Christianity and Western Civilization Lesson 121 of 157

Secularism's Debt to Christianity

How Secular Culture Lives on Borrowed Capital

Modern secular culture prides itself on having outgrown Christianity. Human rights, equality, compassion for the vulnerable, the dignity of every person—these are presented as universal values that any reasonable person would embrace, with or without religion. But this narrative ignores a crucial historical fact: these "universal" values are not universal at all. They are distinctively Christian ideas that have been secularized, cut off from their roots while retaining their fruit. Secularism lives on borrowed capital, enjoying an inheritance it refuses to acknowledge.

The Myth of Universal Values

Walk into any modern human rights organization, secular university, or progressive activist meeting, and you'll hear confident appeals to human dignity, equality, and justice. These values are assumed to be self-evident—obvious to any rational person, requiring no religious foundation.

But they are not self-evident.

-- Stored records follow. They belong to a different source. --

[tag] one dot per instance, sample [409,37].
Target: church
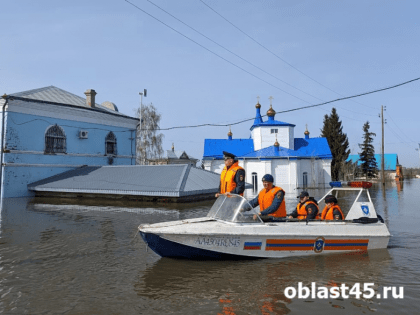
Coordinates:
[273,149]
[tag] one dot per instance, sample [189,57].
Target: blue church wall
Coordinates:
[27,133]
[25,160]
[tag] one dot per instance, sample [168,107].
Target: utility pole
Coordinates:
[383,148]
[141,118]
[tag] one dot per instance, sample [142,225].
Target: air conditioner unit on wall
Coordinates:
[83,134]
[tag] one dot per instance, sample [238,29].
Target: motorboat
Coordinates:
[233,230]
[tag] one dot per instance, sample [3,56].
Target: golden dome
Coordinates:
[271,112]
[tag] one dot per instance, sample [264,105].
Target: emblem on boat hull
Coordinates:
[365,209]
[319,244]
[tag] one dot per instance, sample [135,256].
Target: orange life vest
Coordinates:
[265,199]
[227,178]
[301,210]
[328,214]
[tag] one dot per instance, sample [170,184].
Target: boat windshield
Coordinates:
[233,208]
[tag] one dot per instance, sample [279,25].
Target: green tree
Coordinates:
[338,142]
[149,142]
[368,163]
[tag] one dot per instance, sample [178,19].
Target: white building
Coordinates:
[273,149]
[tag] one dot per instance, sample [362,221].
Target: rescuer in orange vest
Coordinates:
[232,179]
[332,210]
[306,209]
[270,199]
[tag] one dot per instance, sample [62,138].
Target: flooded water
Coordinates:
[58,258]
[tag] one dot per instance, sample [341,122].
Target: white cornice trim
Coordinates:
[71,113]
[70,154]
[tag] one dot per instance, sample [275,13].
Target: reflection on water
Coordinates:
[57,257]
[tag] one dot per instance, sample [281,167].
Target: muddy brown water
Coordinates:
[61,258]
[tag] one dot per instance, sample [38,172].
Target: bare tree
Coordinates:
[149,142]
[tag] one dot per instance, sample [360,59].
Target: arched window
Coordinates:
[55,140]
[305,179]
[111,144]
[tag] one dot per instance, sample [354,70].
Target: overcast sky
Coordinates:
[299,52]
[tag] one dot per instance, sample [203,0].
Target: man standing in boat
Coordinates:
[232,179]
[270,199]
[332,210]
[306,209]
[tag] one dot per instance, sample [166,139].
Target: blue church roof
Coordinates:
[304,148]
[244,148]
[213,148]
[391,160]
[270,122]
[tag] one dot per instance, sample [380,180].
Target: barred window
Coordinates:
[55,140]
[111,144]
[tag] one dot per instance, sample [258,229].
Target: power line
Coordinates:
[271,52]
[233,54]
[390,116]
[243,59]
[298,108]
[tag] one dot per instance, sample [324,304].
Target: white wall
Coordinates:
[268,138]
[281,172]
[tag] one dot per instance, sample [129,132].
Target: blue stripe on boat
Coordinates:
[346,244]
[171,249]
[290,245]
[253,244]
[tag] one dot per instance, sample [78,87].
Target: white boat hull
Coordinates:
[210,239]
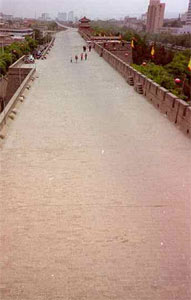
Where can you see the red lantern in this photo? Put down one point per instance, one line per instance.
(177, 80)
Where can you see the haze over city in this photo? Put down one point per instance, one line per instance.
(92, 8)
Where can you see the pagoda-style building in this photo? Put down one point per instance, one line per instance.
(84, 24)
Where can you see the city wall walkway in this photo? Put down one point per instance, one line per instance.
(95, 189)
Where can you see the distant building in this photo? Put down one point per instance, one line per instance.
(183, 17)
(4, 17)
(45, 17)
(16, 32)
(155, 16)
(62, 16)
(144, 18)
(71, 16)
(84, 24)
(188, 20)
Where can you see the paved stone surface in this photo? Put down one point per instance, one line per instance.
(95, 190)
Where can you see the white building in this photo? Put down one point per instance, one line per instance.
(62, 16)
(71, 16)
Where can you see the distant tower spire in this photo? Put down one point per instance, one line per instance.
(188, 21)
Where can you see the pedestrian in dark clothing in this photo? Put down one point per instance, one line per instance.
(76, 58)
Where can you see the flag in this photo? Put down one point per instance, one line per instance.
(189, 65)
(153, 51)
(132, 44)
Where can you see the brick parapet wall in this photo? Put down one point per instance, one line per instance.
(176, 110)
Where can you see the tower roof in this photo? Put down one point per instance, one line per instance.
(85, 20)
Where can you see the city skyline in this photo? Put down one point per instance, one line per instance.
(91, 8)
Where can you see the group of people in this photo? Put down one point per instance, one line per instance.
(83, 55)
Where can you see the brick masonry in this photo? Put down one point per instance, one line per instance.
(177, 111)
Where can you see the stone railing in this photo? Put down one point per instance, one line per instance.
(176, 110)
(18, 78)
(45, 52)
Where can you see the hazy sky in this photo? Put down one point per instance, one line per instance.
(91, 8)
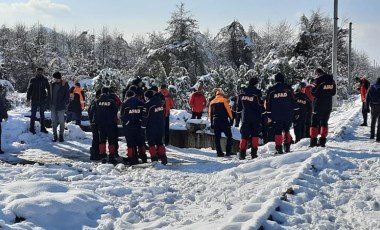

They are not obvious. And they are not universal.

A quick survey of human history and global cultures reveals something striking: the values we take for granted in the modern West are historically unusual. Most civilizations did not believe in universal human dignity. Most did not think the weak deserved protection. Most did not consider all people equal. These ideas came from somewhere specific—and that somewhere is Christianity.

A Thought Experiment

Imagine you could travel back in time to ancient Rome and explain modern human rights: that slaves have the same dignity as senators, that babies shouldn't be exposed to die, that the poor deserve care, that women are equal to men, that enemies should be loved. Your Roman audience would be baffled—not because they couldn't understand you but because your values would seem absurd, weak, and socially destructive. These values aren't "natural" or "obvious." They had to be introduced—and Christianity introduced them.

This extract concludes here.